Analyse linéaire illusions perdues, Honoré de Balzac
Analyse sectorielle : Analyse linéaire illusions perdues, Honoré de Balzac. Rechercher de 53 000+ Dissertation Gratuites et MémoiresPar Repila • 2 Mai 2021 • Analyse sectorielle • 2 544 Mots (11 Pages) • 3 845 Vues
D’abord, cet extrait des Illusions perdues constitue l’une des œuvres d’Honoré de
Balzac rassemblées par la suite sous le titre de Comédie humaine. L’auteur est l’un
des grands représentants de l’ascension sociale du roman, qui va de pair avec l’essor
de la presse et celle de la bourgeoisie. Honoré de Balzac y dépeint la société dans
une démarche qu’il souhaite scientifique, faisant de lui le représentant-phare des
réalistes. Par la suite, c’est son modèle qui sera contesté par les auteurs du 20e siècle,
du Surréalisme au Nouveau Roman. C’est Honoré de Balzac qui initie ainsi le roman
d’apprentissage dont le héros le plus typique est Rastignac dans Le Père Goriot. Le
jeune Lucien de Rubempré en constitue un autre exemple, et évolue au sein du même
univers parisien que Rastignac. L’extrait se situe au début de la deuxième partie du
roman, intitulée « Un grand homme de Province à Paris », c’est-à-dire entre le moment
où Lucien quitte Angoulême en tant que poète reconnu, mais qui sait que la véritable
gloire doit s’acquérir auprès de l’élite parisienne. Il quittait donc ses proches en partant
avec sa maîtresse, Louise de Bargeton, laquelle l’avait préféré à un prétendant plus
noble, le baron de Châtelet, que l’on retrouvera aussi à Paris. Cet extrait constitue
donc un moment de transition entre la reconnaissance provinciale et le vertige que
représentera pour lui la vie dans la capitale, dans des conditions financières difficiles
et la séparation avec Louise de Bargeton, honteuse devant la bonne société de son
protégé. C’est pourquoi nous pouvons nous demander : En quoi cette première entrée
dans la vie parisienne est-elle un prémice de la déchéance sociale de Lucien ? Pour
répondre, nous commencerons par aborder l’attitude du jeune provincial intimidé par
la grande capitale (de la ligne 1 à 7), puis nous étudierons la généralisation de la
déchéance comme passage obligé pour le nouveau-venu (de la ligne 7 à la ligne 14)
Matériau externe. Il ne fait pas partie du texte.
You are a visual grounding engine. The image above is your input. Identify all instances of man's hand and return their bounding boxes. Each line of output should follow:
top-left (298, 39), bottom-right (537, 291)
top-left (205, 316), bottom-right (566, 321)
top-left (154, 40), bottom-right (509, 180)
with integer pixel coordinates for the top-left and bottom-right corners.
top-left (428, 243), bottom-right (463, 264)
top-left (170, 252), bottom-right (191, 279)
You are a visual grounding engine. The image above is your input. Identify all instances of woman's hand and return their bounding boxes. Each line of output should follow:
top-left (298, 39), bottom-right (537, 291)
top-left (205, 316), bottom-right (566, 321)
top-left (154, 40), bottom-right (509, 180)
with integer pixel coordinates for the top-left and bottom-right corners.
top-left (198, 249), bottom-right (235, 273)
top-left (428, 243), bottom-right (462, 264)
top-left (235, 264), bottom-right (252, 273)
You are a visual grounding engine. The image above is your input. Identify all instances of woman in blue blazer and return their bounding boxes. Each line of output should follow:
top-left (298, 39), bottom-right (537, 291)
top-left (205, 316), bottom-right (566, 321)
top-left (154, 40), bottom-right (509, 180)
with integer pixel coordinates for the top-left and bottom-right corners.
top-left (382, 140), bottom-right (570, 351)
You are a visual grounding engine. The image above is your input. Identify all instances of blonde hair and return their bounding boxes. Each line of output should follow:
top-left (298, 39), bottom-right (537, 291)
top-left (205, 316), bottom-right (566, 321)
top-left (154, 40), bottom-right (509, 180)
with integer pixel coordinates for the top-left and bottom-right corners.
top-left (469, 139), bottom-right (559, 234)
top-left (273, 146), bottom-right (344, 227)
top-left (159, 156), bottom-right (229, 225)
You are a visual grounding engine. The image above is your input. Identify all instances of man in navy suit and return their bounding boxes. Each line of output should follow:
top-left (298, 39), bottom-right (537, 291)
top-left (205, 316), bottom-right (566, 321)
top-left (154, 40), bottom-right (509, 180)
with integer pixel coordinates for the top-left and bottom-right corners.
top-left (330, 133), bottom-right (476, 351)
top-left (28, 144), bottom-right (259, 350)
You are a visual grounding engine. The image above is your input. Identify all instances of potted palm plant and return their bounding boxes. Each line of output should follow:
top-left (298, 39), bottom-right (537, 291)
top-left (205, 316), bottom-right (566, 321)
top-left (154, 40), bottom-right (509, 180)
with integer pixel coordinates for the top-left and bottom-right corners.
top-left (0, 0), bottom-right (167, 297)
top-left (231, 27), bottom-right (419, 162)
pour aboutir à une position sociale trop modeste qui induit implicitement la fin de la
relation amoureuse. (de la ligne 14 à la ligne 20)
De prime abord, le narrateur insiste avec le champ lexical de la nouveauté sur
l’importance de cette première fois dans la vie de tout provincial que représenterait la
découverte de Paris, « première promenade vagabonde » (L1), « nouveaux venus ».
Cette entrée en matière permet de déjà généraliser ce statut de Lucien comme
« nouveau » visiteur de la capitale : « Pendant sa première promenade à travers les
Boulevards et la rue de la Paix, Lucien, comme tous les nouveaux venus, s’occupa
beaucoup plus des choses que des personnes. » Les compléments circonstanciels de
lieu « à travers les Boulevards et la rue de la Paix » prennent une valeur de référence
absolue, c’est-à-dire que le narrateur les nomme comme des lieux parisiens célèbres
forcément reconnus par le lecteur. De plus, cette précision peut déjà induire à quel
point Lucien est impressionné, mais comme le serait n’importe quel autre provincial,
comme l’atteste la comparaison, « comme tous les nouveaux venus », et rappelle qu’il
s’agit de la première étape du parcours initiatique de Lucien vers la gloire littéraire.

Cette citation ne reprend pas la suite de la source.